Practicing a piece of music for four hours requires focused attention, but it is nowhere near as cognitively demanding as a sleepover with 14-year-old girls. Managing status rivalries, negotiating group dynamics, understanding social norms, navigating the distinction between self and group — these and other social tests impose cognitive demands that blow away any intense tutoring session or a class at Yale.
Yet mastering these arduous skills is at the very essence of achievement. Most people work in groups. We do this because groups are much more efficient at solving problems than individuals (swimmers are often motivated to have their best times as part of relay teams, not in individual events). Moreover, the performance of a group does not correlate well with the average I.Q. of the group or even with the I.Q.’s of the smartest members.

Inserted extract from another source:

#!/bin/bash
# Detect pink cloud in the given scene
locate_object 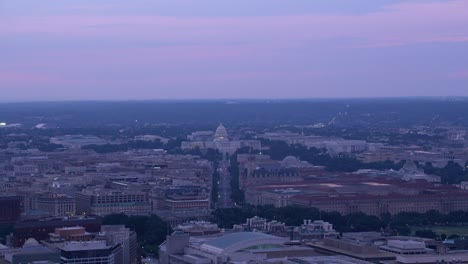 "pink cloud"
[0,0,468,47]
[449,70,468,79]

Researchers at the Massachusetts Institute of Technology and Carnegie Mellon have found that groups have a high collective intelligence when members of a group are good at reading each others’ emotions — when they take turns speaking, when the inputs from each member are managed fluidly, when they detect each others’ inclinations and strengths.

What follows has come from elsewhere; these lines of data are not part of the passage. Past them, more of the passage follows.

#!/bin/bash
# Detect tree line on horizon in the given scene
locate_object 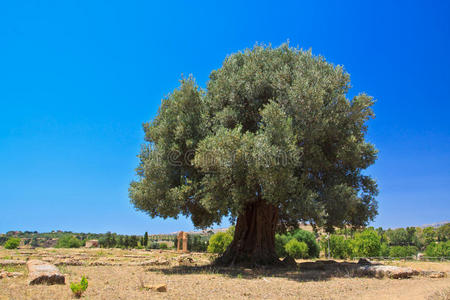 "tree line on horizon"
[0,223,450,259]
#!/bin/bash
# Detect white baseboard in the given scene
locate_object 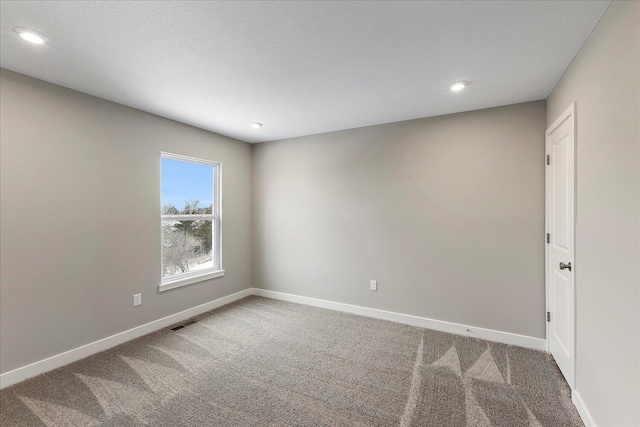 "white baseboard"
[571,390,596,427]
[0,288,552,392]
[0,288,253,389]
[253,288,547,351]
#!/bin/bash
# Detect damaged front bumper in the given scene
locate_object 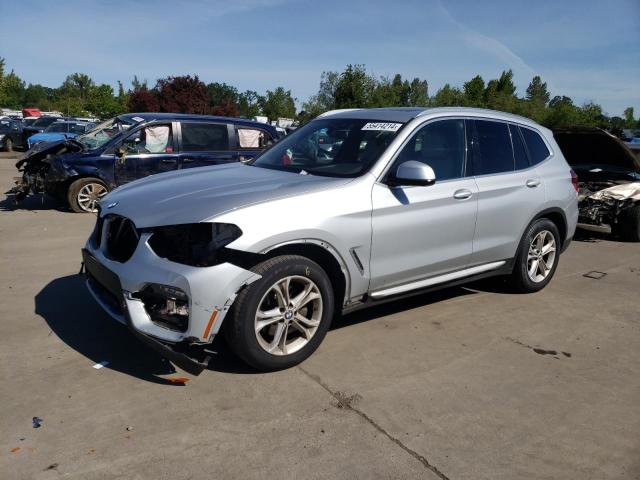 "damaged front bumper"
[82,233,260,375]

Participating in a well-functioning group is really hard. It requires the ability to trust people outside your kinship circle, read intonations and moods, understand how the psychological pieces each person brings to the room can and cannot fit together.
Laura Donovan at The Daily Caller:
In a letter to the New York Post, Sophia Chua-Rubenfeld responded to the critics of her mother’s recent Wall Street Journal piece, “Why Chinese Mothers Are Superior,” which details the numerous restrictions Chua imposed upon her two daughters during their childhood. Among many other things, Chua has been blasted for forbidding her daughters from attending sleepovers and calling one of her girls lazy, cowardly, self-indulgent, and pathetic for playing a piano piece incorrectly.
In “Why I Love My Strict Chinese Mom,” Chua-Rubenfeld says outsiders don’t know what her family is actually like.
“[Outsiders] don’t hear us cracking up over each other’s jokes,” Chua-Rubenfeld wrote. “They don’t see us eating our hamburgers with fried rice. They don’t know how much fun we have when the six of us — dogs included — squeeze into one bed and argue about what movies to download from Netflix.”
Though it was “no tea party” growing up under all Tiger Mother’s rules, Chua-Rubenfeld claims to be more independent as a result of her rigid upbringing.
“I pretty much do my own thing these days — like building greenhouses downtown, blasting Daft Punk in the car with Lulu and forcing my boyfriend to watch ‘Lord of the Rings’ with me over and over — as long as I get my piano done first,” Chua-Rubenfeld wrote.
Chua-Rubenfeld may have thicker skin than her mother’s critics think. Chua has received lots of flak for rejecting the “not good enough” birthday cards her daughters made, but Sophia writes that she wasn’t all that offended.